Staff: Dr. Herman Heck
Dr. Nick Moustoukas
Dr. Eugene Kukuy
Dr. Jared Gilmore
Hospital: University Hospital
Students will participate in patient rounds every morning, in the ICU and on the floor. Students are assigned patients on a rotating basis for initial workup, subsequent attendance at surgery and post op follow-up. They should evaluate patients in the morning on pre-rounds with PGY3 resident and write individual notes. If not in surgery with assigned patient, they should be available to take new consults for subsequent consult rounds with faculty attending or PGY3 after surgery and in the afternoon. This would involve reviewing angiograms, echos, and other cardiac workup with faculty attending, seeing and examining the patient and making a subsequent disposition. The student would also would be responsible for obtaining pending tests results on patients discussed on morning rounds, discharging patients in conjunction with PGY3, etc. Students will attend S. Roman street clinic on Friday. Night and weekend OR call availability and weekend rounds are not obligatory. Brief research and subsequent discussion of a specific topic in cardiac or thoracic surgery may be assigned.
Students are expected to workup, attend at surgery, and perform post-op follow-up evaluations of their assigned patients in conjunction with the PGY3 resident. Students should be assertively engaged in quick rounds before surgery re: pertinent and relevant data and brief concerns regarding their patients postoperative course (pre/post op weight, BP, P, accucheck trends, medications, labs, heart rhythms, etc). Students are expected to attend their patient's surgery and act as second assistant (at times, first assistant), and to follow them to the ICU and be engaged in their immediate post op evaluation. Students are expected to attend consult rounds in the afternoon, when not in obligatory didactic conferences. Students are, above all, expected to ask questions and extract explanations from their mentors if an order, procedure, decision, intervention, or patient event is not understood. Because of the time constrained nature of this service re: tasks to be accomplished, formal, classical, didactic teaching rounds are infrequent and the value obtained from rotating on this service will be primarily that of observation, participation, and assimilation.

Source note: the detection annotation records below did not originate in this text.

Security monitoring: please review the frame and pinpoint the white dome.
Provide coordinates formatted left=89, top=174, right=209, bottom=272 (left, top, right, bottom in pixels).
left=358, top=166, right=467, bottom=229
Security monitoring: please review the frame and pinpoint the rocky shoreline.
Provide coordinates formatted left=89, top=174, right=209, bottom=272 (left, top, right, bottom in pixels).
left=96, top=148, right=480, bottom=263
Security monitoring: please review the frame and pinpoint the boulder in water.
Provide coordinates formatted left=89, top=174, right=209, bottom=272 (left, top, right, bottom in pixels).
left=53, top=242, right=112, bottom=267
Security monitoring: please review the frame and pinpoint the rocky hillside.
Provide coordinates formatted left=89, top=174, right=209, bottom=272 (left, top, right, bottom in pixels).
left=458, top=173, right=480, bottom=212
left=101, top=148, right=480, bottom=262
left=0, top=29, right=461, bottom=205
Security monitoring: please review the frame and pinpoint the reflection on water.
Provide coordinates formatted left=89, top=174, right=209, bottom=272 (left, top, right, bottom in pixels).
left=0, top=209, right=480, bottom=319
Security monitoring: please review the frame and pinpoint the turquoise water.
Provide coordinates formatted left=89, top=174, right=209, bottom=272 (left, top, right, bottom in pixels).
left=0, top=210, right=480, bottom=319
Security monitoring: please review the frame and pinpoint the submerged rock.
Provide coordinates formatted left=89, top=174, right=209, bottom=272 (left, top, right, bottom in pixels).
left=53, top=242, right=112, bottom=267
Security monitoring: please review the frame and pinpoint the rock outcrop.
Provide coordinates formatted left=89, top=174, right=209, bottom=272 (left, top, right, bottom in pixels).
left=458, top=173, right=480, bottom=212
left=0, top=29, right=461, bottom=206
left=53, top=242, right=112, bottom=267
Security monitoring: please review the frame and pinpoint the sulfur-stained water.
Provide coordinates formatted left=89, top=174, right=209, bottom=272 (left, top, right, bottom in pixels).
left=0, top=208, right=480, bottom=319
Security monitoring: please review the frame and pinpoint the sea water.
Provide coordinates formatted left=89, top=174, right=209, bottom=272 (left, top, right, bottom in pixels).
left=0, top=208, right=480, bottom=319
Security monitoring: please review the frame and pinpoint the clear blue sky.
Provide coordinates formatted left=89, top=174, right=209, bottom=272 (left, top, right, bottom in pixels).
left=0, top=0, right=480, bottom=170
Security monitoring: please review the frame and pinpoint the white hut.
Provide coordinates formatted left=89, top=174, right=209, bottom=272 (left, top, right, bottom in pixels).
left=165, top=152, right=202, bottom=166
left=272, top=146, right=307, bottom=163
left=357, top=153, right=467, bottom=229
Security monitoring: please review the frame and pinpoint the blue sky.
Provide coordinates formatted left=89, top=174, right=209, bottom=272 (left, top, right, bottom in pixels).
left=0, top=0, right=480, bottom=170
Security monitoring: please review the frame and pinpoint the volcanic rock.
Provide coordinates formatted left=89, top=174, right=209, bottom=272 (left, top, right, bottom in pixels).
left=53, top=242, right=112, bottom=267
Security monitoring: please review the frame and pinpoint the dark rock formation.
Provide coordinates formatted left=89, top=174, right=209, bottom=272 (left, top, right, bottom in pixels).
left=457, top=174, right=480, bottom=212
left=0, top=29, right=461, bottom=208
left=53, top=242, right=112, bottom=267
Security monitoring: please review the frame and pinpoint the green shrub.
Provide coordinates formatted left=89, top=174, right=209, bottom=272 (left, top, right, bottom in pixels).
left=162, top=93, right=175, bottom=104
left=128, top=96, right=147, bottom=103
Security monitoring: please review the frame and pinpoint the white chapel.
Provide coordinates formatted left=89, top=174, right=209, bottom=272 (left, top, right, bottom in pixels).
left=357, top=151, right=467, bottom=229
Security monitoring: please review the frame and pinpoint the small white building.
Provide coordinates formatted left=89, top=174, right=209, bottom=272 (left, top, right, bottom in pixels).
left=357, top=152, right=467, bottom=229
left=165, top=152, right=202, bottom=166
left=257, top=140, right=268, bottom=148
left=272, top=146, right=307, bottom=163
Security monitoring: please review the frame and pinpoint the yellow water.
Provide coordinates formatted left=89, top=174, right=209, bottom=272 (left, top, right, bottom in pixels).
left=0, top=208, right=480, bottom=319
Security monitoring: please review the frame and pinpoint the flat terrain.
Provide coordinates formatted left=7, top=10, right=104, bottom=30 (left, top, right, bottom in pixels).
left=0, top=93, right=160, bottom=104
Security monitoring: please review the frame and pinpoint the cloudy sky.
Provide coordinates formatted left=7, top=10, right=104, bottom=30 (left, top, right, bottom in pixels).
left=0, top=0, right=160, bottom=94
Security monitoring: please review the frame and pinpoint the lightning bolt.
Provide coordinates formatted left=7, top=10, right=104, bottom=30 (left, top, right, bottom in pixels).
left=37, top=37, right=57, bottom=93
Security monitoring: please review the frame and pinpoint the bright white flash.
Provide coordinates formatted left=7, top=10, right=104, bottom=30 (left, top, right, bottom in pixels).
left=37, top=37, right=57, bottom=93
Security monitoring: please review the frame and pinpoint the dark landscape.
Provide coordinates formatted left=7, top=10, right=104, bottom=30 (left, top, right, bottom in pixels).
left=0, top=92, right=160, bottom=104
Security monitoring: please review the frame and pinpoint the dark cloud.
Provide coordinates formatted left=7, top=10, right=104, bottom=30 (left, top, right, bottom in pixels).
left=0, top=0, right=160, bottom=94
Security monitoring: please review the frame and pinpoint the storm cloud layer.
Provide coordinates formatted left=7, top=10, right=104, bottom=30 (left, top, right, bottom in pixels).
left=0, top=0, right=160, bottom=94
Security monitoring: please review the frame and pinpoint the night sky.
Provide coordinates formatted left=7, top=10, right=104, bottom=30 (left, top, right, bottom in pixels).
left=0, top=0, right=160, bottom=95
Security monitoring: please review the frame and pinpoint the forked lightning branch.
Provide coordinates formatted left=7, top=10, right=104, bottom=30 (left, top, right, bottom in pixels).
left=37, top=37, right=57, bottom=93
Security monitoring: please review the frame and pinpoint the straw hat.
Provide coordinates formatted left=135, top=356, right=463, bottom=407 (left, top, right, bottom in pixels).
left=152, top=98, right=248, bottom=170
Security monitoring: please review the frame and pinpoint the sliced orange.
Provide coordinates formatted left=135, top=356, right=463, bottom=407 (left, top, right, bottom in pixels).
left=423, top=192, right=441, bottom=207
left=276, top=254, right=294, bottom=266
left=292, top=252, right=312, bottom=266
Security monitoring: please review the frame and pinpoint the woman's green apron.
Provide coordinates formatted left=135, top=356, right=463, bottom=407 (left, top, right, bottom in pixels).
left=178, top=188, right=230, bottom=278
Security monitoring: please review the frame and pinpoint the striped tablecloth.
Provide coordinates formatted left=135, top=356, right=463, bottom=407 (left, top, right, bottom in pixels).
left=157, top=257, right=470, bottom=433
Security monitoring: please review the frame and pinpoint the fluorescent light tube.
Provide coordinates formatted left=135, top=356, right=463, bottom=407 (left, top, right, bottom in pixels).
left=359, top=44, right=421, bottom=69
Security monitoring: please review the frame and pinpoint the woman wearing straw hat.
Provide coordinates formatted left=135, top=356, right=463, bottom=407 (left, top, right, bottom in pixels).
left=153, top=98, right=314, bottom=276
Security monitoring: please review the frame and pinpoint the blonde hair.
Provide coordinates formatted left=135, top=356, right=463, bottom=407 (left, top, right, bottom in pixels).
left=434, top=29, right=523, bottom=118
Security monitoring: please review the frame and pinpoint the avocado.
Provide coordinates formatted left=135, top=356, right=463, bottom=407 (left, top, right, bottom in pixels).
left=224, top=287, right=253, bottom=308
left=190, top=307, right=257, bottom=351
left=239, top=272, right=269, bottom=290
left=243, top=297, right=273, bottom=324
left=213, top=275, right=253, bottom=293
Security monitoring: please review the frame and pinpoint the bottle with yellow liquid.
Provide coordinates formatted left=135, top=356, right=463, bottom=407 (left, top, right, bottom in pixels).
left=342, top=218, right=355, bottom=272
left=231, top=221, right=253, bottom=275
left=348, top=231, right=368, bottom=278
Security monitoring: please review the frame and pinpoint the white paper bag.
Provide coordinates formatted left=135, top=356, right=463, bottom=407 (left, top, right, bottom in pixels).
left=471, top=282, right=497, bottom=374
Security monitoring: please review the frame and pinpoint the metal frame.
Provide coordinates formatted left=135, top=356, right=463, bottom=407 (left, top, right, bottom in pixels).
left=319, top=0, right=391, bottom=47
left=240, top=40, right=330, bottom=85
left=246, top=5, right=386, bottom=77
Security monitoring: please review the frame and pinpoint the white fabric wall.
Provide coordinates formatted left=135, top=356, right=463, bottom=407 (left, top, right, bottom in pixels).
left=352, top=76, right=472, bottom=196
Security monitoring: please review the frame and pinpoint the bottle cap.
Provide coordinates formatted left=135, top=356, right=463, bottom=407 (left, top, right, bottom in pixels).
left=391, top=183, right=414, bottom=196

Students will be evaluated on their initiative, interest, and availability in various aspects of the service. Active and interested participation in surgery, clinic and rounds, appropriate questions indicating thoughtful assessment of patients or circumstances, quality and pertinent content of patient presentations and written notes, and demonstration of enthusiasm as a member of the team will generally score a high pass.